Боковой лестницей они взобрались на третий этаж. Он не спрашивал, куда они, собственно, идут. Спрашивал ее, чем она занимается. Она расписывала политические нюансы ситуации и позиции «Гнозиса» и Макферсонов; как видно, это было здесь дежурной темой для товарищеского трепа.
По дороге Замойский заметил характерный барельеф – тот же герб и тот же девиз, что в главном зале. Теперь его ударила двусмысленность этого призыва.
Анжелика заметила его веселость.
– Что?
Он указал на герб на стене.
– Ну да, – призналась она, – форс слегка конкистадорский.
– А разве роль «Гнозиса» не такова?
– Конкистадоров? «Гнозис» никого не грабит.
– У вас монополия на чужое золото. Если я могу так выразиться.
Разговор незаметно сдвинулся с полушутливого трепа на серьезную дискуссию. Анжелика смешалась. Она пока довольно плохо читала манифестации этого мужчины.
Потому что, как учит отец Пренье, мы всегда входим в интеракцию исключительно в манифестации и через нее, будь это управляемая с Плато наноманция или оригинальное тело стахса Первой Традиции.

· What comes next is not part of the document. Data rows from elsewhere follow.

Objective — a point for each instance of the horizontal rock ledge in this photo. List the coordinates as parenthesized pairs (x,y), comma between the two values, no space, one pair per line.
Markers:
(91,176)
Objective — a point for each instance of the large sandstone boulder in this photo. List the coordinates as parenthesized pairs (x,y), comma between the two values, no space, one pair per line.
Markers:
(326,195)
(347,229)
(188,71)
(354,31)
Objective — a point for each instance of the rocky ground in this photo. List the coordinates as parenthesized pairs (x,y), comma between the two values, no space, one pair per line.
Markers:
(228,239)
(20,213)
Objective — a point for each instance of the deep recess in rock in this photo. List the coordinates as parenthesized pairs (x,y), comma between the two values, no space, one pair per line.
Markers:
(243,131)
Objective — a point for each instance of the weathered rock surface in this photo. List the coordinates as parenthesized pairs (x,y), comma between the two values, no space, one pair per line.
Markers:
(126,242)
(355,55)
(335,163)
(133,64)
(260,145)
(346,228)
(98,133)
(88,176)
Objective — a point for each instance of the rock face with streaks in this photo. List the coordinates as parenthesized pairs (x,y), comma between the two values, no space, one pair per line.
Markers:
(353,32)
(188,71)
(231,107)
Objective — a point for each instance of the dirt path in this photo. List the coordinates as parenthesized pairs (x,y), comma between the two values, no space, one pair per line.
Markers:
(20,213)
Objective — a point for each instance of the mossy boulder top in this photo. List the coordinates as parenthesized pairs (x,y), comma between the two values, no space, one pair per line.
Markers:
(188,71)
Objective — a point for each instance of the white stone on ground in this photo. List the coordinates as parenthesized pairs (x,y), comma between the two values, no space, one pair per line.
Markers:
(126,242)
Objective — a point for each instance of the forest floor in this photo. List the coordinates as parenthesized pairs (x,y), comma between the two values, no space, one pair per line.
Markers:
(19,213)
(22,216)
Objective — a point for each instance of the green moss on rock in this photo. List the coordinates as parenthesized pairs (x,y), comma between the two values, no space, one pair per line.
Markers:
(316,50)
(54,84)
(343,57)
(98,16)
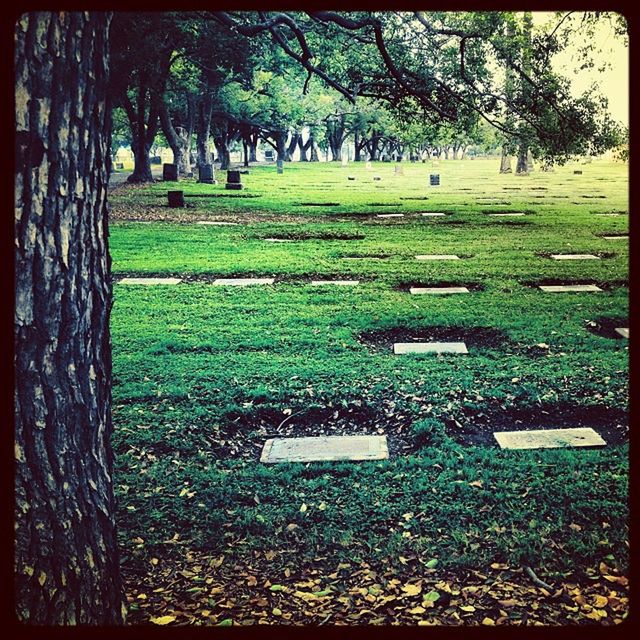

– Уясни это себе, дитя, – говорил отец Пренье, – тело – это не ты. Конечно же, это твое тело, через него ты чувствуешь и его даешь чувствовать. Им ты распознаешь себя как самость, поскольку френ заметить невозможно, а идентификацию мы проводим только через контраст. Но если твое тело отрезать, ты все равно останешься Анжеликой Макферсон. Это попросту очередной слой одежды, только реже меняемый и уязвимый для раздражителей.
– Вы упрощаете, отче.
– Конечно. Говорю. Манифестирую. Мне приходится упрощать. Я даю тебе лишь зерно идеи. Ты сама должна его посеять, поливать, взращивать.
Не слишком это у нее получалось. Она впала в удивительное лицемерие: прекрасно понимала ничтожность телесных манифестаций других персон – так ее воспитали, и она умела смотреть «сквозь» физическую оболочку, бессознательно разделяя временную форму и эссенцию существования, – но сама думала о себе как об этой телесной манифестации.
«Кто?». «Я». И образ под веками: загорелая девушка с длинными ногами, темные волосы заслоняют лицо.
Под взглядом зеркала еще выразительней: болотная ведьма, слонобойка. Икона физической формы.